Talvez eu seja vítima de muita sensibilidade… Quem sabe eu esteja vendo tudo muito de fora, ou melhor, do país mais atingido! Os primeiros a socorrerem as vítimas da economia na Europa foram os seus governos. Cientes de que nenhum cidadão é culpado de crises, epidemias, recessões. Os que precisam seguir trabalhando em virtude da essencialidade de seu serviço têm o dever moral de fazê-lo. Justamente para eximir do risco todos os demais. Enquanto ao governo constituído cabe empenhar esforços pela salvaguardar a todos. Nenhum político é eleito para favores, mas para deveres!
Sei que interiormente muitos já aceitaram a ideia de que a pandemia não passará sem deixar seu rastro de morte, e que no fim das contas (das contas!), não morrerão mais pessoas do que as vítimas da violência e de outras doenças. Então, tudo isto vai se transformar numa onda de postagens, “politizando contra a politização”… Para alguns, a saúde da nação (leia-se “a Bolsa de valores”) depende disto!
São João Paulo II lembrava que qualquer dano à vida constitui em si mesmo ato criminoso, mesmo diante de graves razões estratégicas. O que subjetivamente já é lamentável – o pânico diante dos riscos econômicos – é “subversivo e perturbador” quando se cristaliza em opção social e política contra a vida.
“As opções contra a vida nascem, às vezes, de situações difíceis ou mesmo dramáticas de profundo sofrimento, de solidão, de carência total de perspectivas econômicas, de depressão e de angústia pelo futuro. Estas circunstâncias podem atenuar, mesmo até notavelmente, a responsabilidade subjetiva e, consequentemente, a culpabilidade daqueles que realizam tais opções em si mesmas criminosas. (…) Põe-se também no plano cultural, social e político, onde apresenta o seu aspecto mais subversivo e perturbador (…)” (Evangelium Vitae, n. 18).
Como bioeticista, olho para a nossa luta contra o aborto, pela saúde integral, buscando condições de vida plena, e de todos os lados vejo que estamos igualmente pressionados mais por interesses econômicos que morais. Não é menos exigente nossa campanha pela vida dos idosos e dos que sofrem por qualquer fragilidade!
Enfim, o que peço é muito simples.
Querido leitor, concordando ou não com o que escrevi, a quem quiser simplesmente dizer #fiqueemcasa, não agrida, não xingue, não menospreze. Não transforme em munição um lema de solidariedade. Há os que ficam em casa pelo bem dos que saem, e os que trabalham pensando em primeiro lugar no bem dos que ficam. Há quem fique por medo, e precisa ser escutado; ou por justa decisão, e precisa ser defendido. Quem protege, ama!
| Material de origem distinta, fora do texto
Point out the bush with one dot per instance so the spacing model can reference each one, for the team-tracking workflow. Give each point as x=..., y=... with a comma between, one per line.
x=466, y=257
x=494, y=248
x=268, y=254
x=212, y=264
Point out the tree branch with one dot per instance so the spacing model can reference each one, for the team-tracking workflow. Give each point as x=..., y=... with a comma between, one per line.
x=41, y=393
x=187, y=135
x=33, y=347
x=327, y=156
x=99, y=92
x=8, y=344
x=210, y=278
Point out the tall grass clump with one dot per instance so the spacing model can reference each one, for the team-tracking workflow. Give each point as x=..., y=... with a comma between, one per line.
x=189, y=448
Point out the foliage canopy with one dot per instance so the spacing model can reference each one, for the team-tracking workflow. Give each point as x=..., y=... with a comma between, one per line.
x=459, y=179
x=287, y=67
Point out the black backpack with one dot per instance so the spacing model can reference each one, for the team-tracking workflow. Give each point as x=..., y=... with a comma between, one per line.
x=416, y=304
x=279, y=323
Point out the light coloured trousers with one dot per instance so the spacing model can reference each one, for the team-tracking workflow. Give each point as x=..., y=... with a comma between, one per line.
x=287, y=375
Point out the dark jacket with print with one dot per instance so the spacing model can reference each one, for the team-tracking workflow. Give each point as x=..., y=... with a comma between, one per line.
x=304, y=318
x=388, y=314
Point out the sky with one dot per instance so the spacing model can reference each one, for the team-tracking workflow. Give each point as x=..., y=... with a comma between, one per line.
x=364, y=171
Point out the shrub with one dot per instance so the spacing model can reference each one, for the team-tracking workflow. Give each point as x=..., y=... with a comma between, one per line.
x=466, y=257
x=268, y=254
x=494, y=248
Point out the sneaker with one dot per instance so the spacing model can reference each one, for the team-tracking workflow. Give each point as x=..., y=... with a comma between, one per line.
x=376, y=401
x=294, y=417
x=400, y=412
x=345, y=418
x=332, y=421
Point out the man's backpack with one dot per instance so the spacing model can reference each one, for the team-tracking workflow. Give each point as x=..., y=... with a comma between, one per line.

Pena que não pretendem reabrir as indústrias do cuidado, estas nas quais estavam começando a trabalhar os filhos que nunca paravam em casa, sempre muito ocupados; até que a quarentena foi roubada de sua positiva construção… Sim, havia gente nas praias, nos bares, nas festas! Mas se o erro de alguns desautoriza o bem, temos ainda algum futuro?
A economia não é o deus de uma nação, nem as empresas podem transpor certos limites éticos. Infelizmente, em tempos de bonança também se conhece a fome e o desemprego; enquanto em outros, menos fartos, aprende-se a partilhar. Pior que a pandemia e a crise econômica é o subdesenvolvimento moral em que elas podem converter-se.
Desculpe-me se, afinal, estou muito dentro de meus sonhos… É que há algum tempo corre um vírus pelo mundo chamado insensibilidade!